Sırtını ağaca yasladı. Başını göğe doğru kaldırdı. Yaprakların
arasından güneş, kahverengi gözlerine değdi. Ağaçların arasından süzülen güneş
ne güzeldi. Işıktı, aydınlıktı ve ihtiyaçtı. Oysa çorak yerlerde ateşten
bir top gibi yakıcıydı. Ama şu anda
bulunduğu yerde, güneş sadece gökte değildi, toprak da güneştendi. Kavurucu bir
sıcak ve tercih edilmiş bir susuzluk vardı. O topraklarda su az, güneş çoktu.

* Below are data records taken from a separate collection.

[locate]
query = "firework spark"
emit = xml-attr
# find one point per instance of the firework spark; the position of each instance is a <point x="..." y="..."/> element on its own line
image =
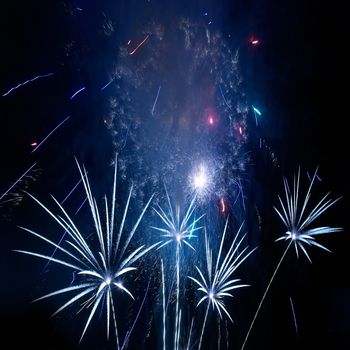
<point x="218" y="283"/>
<point x="178" y="229"/>
<point x="297" y="223"/>
<point x="100" y="270"/>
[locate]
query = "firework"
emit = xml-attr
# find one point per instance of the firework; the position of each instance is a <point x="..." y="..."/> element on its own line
<point x="297" y="222"/>
<point x="100" y="270"/>
<point x="219" y="284"/>
<point x="177" y="229"/>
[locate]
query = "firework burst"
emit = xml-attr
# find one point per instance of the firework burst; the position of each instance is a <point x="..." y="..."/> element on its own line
<point x="178" y="229"/>
<point x="218" y="285"/>
<point x="100" y="270"/>
<point x="297" y="221"/>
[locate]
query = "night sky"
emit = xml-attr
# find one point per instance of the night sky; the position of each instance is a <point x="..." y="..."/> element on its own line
<point x="169" y="85"/>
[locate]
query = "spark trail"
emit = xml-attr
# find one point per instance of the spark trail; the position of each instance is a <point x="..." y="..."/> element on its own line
<point x="27" y="82"/>
<point x="177" y="229"/>
<point x="77" y="92"/>
<point x="17" y="181"/>
<point x="297" y="223"/>
<point x="139" y="45"/>
<point x="62" y="122"/>
<point x="156" y="99"/>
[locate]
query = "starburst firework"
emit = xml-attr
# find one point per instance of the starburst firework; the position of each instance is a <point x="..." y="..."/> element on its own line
<point x="219" y="284"/>
<point x="178" y="229"/>
<point x="100" y="270"/>
<point x="297" y="224"/>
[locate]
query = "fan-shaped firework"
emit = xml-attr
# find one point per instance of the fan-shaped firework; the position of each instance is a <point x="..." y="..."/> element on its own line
<point x="218" y="283"/>
<point x="177" y="229"/>
<point x="297" y="224"/>
<point x="100" y="269"/>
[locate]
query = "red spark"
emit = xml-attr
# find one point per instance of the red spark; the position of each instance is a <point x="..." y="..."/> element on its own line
<point x="254" y="41"/>
<point x="139" y="45"/>
<point x="222" y="204"/>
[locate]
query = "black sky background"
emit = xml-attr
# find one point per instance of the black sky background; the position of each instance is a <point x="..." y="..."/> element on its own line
<point x="298" y="75"/>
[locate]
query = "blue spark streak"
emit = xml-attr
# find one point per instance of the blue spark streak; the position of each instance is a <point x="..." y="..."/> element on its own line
<point x="77" y="92"/>
<point x="27" y="82"/>
<point x="156" y="99"/>
<point x="49" y="134"/>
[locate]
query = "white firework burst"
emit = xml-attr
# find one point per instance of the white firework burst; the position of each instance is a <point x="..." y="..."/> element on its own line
<point x="100" y="268"/>
<point x="219" y="283"/>
<point x="297" y="223"/>
<point x="178" y="229"/>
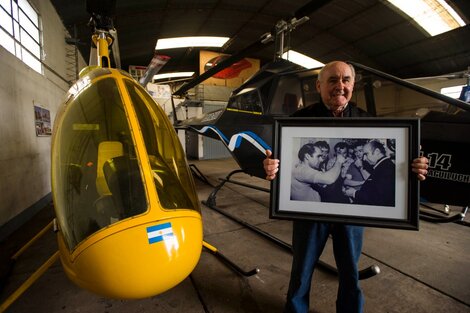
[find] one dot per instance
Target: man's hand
(420, 167)
(271, 166)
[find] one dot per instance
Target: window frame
(18, 46)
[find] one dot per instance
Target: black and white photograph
(354, 172)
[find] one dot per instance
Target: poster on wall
(42, 119)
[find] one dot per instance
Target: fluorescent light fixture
(173, 75)
(301, 59)
(453, 91)
(184, 42)
(435, 16)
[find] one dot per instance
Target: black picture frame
(293, 195)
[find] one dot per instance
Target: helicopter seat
(106, 151)
(125, 183)
(290, 103)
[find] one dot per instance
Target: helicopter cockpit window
(288, 96)
(97, 176)
(173, 181)
(249, 101)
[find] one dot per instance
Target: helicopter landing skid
(436, 218)
(211, 203)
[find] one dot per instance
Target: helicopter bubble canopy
(126, 206)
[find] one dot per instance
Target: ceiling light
(300, 59)
(435, 16)
(184, 42)
(173, 75)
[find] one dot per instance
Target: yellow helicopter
(128, 219)
(126, 206)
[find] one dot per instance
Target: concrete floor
(421, 272)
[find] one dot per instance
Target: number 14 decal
(439, 161)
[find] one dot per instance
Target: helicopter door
(94, 162)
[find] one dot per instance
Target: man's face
(359, 152)
(342, 151)
(371, 156)
(317, 158)
(336, 85)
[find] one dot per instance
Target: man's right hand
(271, 166)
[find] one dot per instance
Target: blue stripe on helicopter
(251, 137)
(215, 130)
(159, 232)
(255, 137)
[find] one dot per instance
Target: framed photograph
(349, 170)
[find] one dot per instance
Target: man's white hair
(353, 71)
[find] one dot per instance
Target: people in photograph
(358, 171)
(334, 192)
(335, 84)
(390, 149)
(308, 172)
(379, 188)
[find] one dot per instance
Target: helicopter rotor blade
(115, 48)
(305, 10)
(219, 67)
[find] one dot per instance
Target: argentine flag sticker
(160, 232)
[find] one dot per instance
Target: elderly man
(335, 84)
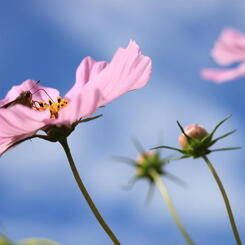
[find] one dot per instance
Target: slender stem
(86, 194)
(226, 200)
(166, 196)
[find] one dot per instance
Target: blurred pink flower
(229, 48)
(97, 83)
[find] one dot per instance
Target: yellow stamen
(54, 107)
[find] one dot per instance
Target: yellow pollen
(54, 107)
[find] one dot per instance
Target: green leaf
(5, 241)
(37, 241)
(167, 147)
(226, 149)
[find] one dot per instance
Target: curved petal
(223, 75)
(127, 71)
(80, 105)
(39, 93)
(17, 123)
(86, 71)
(229, 48)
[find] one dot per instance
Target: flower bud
(147, 161)
(195, 131)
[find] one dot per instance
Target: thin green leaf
(175, 179)
(219, 124)
(37, 241)
(226, 149)
(167, 147)
(149, 194)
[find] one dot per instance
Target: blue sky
(46, 40)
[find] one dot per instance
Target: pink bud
(194, 131)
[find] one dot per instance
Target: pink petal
(86, 71)
(19, 122)
(229, 48)
(127, 71)
(40, 93)
(80, 105)
(223, 75)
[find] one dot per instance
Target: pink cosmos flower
(229, 48)
(97, 83)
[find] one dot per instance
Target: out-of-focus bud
(194, 131)
(147, 161)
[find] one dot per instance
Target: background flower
(229, 48)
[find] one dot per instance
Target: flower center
(53, 107)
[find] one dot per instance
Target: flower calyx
(195, 141)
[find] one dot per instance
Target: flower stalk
(85, 193)
(166, 197)
(226, 200)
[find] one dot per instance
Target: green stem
(86, 194)
(226, 200)
(166, 196)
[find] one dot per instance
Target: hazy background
(46, 40)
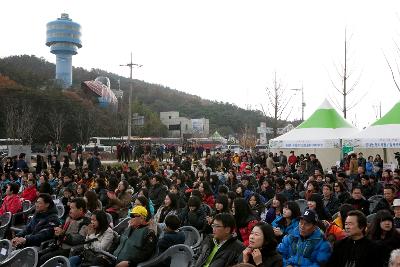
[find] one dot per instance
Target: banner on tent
(374, 143)
(304, 144)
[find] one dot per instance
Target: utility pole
(130, 65)
(345, 76)
(303, 104)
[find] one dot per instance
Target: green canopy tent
(323, 129)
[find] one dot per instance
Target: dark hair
(341, 186)
(194, 201)
(47, 199)
(315, 185)
(270, 243)
(328, 186)
(101, 182)
(361, 219)
(145, 203)
(391, 187)
(243, 213)
(257, 197)
(320, 209)
(158, 178)
(282, 200)
(84, 188)
(356, 187)
(125, 184)
(172, 222)
(224, 201)
(223, 189)
(226, 219)
(14, 188)
(101, 217)
(80, 203)
(344, 211)
(196, 192)
(294, 208)
(174, 201)
(92, 201)
(207, 188)
(375, 230)
(145, 192)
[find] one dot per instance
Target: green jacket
(136, 245)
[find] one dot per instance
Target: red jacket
(29, 193)
(12, 204)
(245, 232)
(292, 160)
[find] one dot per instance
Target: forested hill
(34, 72)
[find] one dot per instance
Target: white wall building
(180, 126)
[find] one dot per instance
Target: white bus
(4, 143)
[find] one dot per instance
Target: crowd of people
(252, 209)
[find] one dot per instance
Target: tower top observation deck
(63, 36)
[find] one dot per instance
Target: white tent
(323, 129)
(384, 133)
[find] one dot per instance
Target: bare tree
(11, 112)
(21, 120)
(278, 102)
(57, 119)
(27, 122)
(393, 73)
(344, 89)
(248, 138)
(85, 124)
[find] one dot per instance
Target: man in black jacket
(72, 233)
(356, 250)
(222, 248)
(157, 191)
(357, 200)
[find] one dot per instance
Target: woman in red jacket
(12, 201)
(30, 192)
(207, 193)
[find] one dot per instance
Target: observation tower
(64, 39)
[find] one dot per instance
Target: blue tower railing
(64, 39)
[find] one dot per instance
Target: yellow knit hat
(139, 210)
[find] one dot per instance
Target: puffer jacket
(75, 231)
(312, 251)
(246, 230)
(288, 229)
(227, 255)
(11, 203)
(41, 227)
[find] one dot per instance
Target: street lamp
(130, 65)
(303, 104)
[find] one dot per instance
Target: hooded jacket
(41, 227)
(311, 251)
(227, 255)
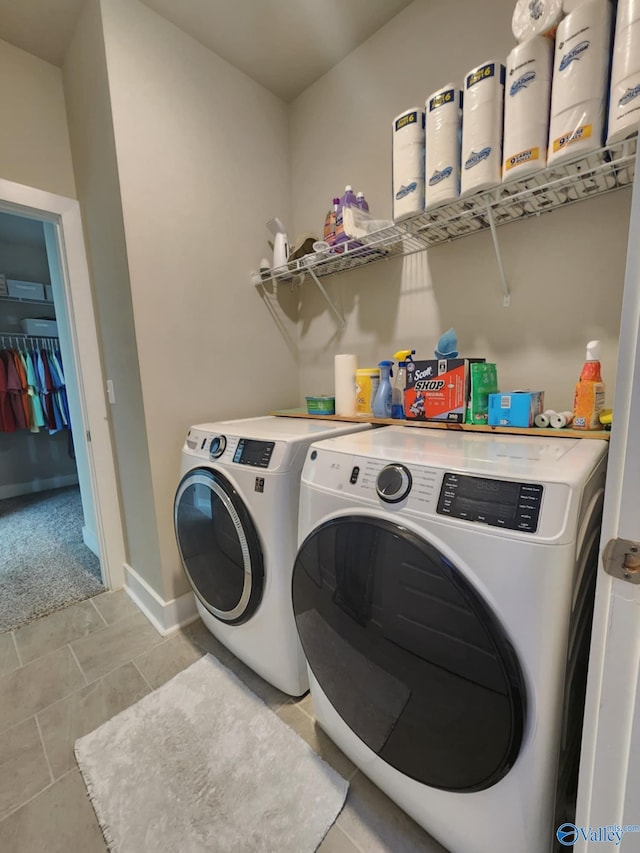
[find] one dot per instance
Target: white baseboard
(91, 541)
(14, 490)
(165, 616)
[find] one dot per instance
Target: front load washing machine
(235, 517)
(443, 591)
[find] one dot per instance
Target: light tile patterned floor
(64, 675)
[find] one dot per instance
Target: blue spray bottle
(382, 402)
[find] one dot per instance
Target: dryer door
(408, 653)
(218, 545)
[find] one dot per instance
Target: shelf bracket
(506, 293)
(327, 297)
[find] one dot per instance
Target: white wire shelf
(605, 170)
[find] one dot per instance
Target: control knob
(393, 483)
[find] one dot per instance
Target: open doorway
(93, 466)
(50, 554)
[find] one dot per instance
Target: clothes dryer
(235, 518)
(443, 592)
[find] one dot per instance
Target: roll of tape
(544, 418)
(559, 420)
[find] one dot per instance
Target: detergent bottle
(588, 399)
(397, 402)
(383, 400)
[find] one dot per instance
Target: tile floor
(64, 675)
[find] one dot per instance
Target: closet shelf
(605, 170)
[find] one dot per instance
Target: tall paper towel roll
(481, 153)
(345, 367)
(442, 169)
(580, 73)
(624, 100)
(526, 107)
(536, 18)
(408, 163)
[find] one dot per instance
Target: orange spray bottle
(588, 399)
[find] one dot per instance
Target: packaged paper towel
(624, 101)
(580, 76)
(481, 154)
(527, 100)
(408, 163)
(536, 18)
(442, 164)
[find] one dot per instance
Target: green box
(321, 405)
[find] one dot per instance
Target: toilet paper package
(624, 100)
(408, 163)
(442, 163)
(580, 81)
(536, 18)
(527, 101)
(481, 150)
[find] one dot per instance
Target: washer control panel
(499, 503)
(255, 453)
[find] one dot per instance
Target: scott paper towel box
(527, 99)
(624, 100)
(408, 163)
(438, 390)
(442, 163)
(580, 81)
(481, 156)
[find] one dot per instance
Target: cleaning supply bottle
(362, 202)
(347, 200)
(588, 400)
(383, 400)
(397, 403)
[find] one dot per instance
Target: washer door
(408, 653)
(219, 546)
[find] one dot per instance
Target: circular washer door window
(219, 546)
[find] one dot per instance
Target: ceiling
(285, 45)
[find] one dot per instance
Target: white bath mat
(202, 764)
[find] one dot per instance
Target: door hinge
(621, 559)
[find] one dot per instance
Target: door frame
(64, 214)
(609, 783)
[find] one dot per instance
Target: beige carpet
(202, 764)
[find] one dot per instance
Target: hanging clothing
(14, 389)
(32, 391)
(7, 421)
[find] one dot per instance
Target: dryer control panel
(499, 503)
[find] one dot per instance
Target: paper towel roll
(580, 73)
(481, 151)
(527, 100)
(442, 164)
(408, 163)
(345, 367)
(536, 18)
(569, 5)
(624, 99)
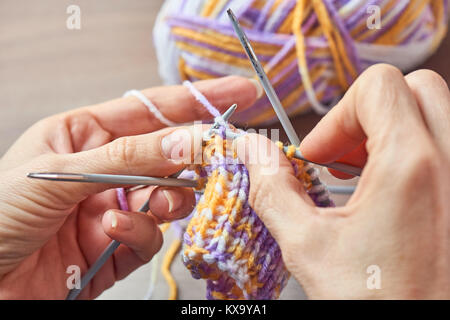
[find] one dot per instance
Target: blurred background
(46, 69)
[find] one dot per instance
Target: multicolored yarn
(225, 241)
(312, 50)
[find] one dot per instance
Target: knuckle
(429, 78)
(421, 167)
(382, 71)
(122, 152)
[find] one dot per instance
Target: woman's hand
(47, 226)
(397, 223)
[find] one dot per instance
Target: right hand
(398, 128)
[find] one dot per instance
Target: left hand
(46, 226)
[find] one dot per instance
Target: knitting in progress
(311, 50)
(225, 242)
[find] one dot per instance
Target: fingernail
(177, 145)
(120, 221)
(258, 87)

Öyle sıcaktı ki, sıcaklık ayaklarının altındaki köseleden bile hissediliyordu. Kara-sarı
toprağın üzerindeki tek bir ağaç, sanki dünyanın bütün gölgesini üzerlerine
örtüyordu.
Sakindi. Üzerine sekine indirilmiş, olmuşlardan ve
olacaklardan emin görünüyordu. Hâlâ yapraklara bakıyordu; aynı zannedilen,
benzer görülen ama farklı yapraklara. Ne garipti, aynı, farklı ve benzer
kelimeleri birbirine hiç benzemiyordu. Tuhaf bir şekilde üç kelime de bir tek
şey için kullanılabiliyordu.
Gözlerini, yapraklardan indirdi. Karşısında binlerce tohum vardı.
- Çoğalmayı bekleyen,
- Yayılıp kök salmayı bekleyen,
- Yeni tohumlar yeşertmeyi bekleyen.
- Filizini veren,
- Gövdesini kalınlaştıran,
- Uzayan,
- Güçlenen ve görenlerin hoşuna giden,
- Ve birbirlerine karşı merhameti çok olan tohumlar.
Bedelin sonunda selamet vardı...
Yorgunlardı ama hissetmiyorlardı. Bir hedefleri vardı. Bu
kara-sarı toprakları yeşertecekler, irili ufaklı nice filizlerle
döşeyeceklerdi. Ancak böyle aşırı sıcaktan kurtulabilirlerdi. Ancak bir
mücadeleyle kendilerine ve nesillerine daha verimli, bereketli, mutlu ve
başarılı bir hayat bırakabileceklerdi.
Şimdi zordu. Hem yer, hem gök kızgın kor gibiydi. Ama bedel
ödeyecekler, belki bazılarını erken yitireceklerdi. Ama bir kere görmüşlerdi gerçeği.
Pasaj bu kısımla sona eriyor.